Era una calle sin aceras, que acababa en una cuesta. De tarde en tarde la recorría una mujer con la cesta de la compra o un vecino apresurado.
Estos esporádicos transeúntes aparecían por un extremo y desaparecían por el otro o en el interior de una vivienda silenciosamente. Como si anduviesen por una mullida alfombra.
La calzada estaba dividida en dos franjas desiguales por la sombra que proyectaba la hilera de casas orientadas hacia el oeste. Una línea quebrada trazaba en el suelo el contorno de los tejados.
En la calle de paredes blanqueadas con esmero destacaba la casona de fachada sucia y llena de desconchados. En su base, se amontonaban la tierra y los caliches que el viento esparcía.
Entre las tejas, que desaguaban en un canalón enmohecido, crecía la hierba.
Quien pasaba por delante de esta casa solariega se quedaba mirando. Algunas mujeres suspiraban.
Tres ventanas de rejas salientes, una a cada lado de la puerta y otra más pequeña encima, todas de barrotes cuadrangulares sin adornos, se abrían en el muro de considerable espesor.
Las ventanas estaban provistas de celosías cuya madera conservaba restos de pintura. Los listones filtraban la claridad exterior, potenciada por los efectos reflectores del enjalbegado de la pared frontera, en la que incidían los rayos solares.
La habitación, con su mobiliario anticuado y su profundo silencio, era un remanso de paz.
El aspecto de la cama parecía indicar que su ocupante, al despertarse, había recordado un asunto importante y, tras comprobar la hora, se había levantado a toda prisa.

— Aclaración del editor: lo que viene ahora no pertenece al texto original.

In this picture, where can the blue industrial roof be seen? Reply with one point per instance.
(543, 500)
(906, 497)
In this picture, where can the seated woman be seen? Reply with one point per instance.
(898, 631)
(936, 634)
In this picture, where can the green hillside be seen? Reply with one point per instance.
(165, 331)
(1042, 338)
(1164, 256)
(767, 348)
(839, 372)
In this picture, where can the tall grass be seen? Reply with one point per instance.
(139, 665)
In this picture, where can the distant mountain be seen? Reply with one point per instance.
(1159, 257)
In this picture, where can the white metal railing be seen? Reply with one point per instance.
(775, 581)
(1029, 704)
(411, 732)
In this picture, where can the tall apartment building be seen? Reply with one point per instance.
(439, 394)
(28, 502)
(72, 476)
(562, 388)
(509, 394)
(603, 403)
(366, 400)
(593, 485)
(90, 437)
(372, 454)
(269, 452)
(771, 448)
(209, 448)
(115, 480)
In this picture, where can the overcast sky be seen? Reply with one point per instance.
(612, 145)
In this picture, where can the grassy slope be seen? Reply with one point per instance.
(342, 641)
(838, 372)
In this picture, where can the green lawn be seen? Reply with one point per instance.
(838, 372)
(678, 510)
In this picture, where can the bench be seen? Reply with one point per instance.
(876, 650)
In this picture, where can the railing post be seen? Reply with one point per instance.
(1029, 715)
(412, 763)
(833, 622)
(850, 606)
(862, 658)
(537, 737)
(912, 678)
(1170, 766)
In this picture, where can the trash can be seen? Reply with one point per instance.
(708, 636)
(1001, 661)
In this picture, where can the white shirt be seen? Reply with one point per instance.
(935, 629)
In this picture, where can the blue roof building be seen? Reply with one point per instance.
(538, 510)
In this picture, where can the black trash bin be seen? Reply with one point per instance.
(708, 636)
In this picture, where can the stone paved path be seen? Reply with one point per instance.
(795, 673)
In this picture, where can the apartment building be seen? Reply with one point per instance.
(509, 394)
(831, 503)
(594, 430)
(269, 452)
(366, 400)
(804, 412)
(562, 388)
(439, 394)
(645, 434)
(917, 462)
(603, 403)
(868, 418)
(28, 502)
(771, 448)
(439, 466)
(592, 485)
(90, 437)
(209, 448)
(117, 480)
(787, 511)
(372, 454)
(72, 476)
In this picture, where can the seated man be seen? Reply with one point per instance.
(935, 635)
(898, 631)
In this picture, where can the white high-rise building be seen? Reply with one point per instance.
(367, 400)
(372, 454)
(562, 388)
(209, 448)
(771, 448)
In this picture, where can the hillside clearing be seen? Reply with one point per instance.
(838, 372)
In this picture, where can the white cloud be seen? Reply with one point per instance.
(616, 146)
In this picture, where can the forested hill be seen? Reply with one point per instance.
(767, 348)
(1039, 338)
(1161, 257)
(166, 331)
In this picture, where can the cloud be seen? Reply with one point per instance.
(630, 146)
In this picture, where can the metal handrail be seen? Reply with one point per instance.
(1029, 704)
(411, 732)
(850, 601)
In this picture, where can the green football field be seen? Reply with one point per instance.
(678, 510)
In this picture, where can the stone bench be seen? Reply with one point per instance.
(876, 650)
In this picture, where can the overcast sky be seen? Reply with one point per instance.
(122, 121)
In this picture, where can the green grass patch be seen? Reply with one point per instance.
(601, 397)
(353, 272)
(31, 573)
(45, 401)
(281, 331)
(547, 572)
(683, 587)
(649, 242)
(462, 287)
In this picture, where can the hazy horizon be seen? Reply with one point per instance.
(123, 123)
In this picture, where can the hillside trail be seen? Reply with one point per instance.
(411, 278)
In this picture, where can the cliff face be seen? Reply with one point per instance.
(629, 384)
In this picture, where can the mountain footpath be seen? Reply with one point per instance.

La sábana y la colcha colgaban a un lado. La almohada, con la funda arrugada, permanecía en su lugar.
Junto a una mesita cuya lámpara estaba encendida, había una butaca de amplio respaldo. En el suelo había papeles amarillentos escritos con tinta negra.
En la mesita había también legajos enrollados y un cuaderno con números y anotaciones.
Mejillas hundidas, ojos vidriosos, el tío Pedro reclinaba la cabeza sobre su hombro derecho. Los dedos de una mano rozaban las baldosas, donde descansaban sus pies desnudos y azules. Entre las zapatillas de felpa había una caja de cartón vacía.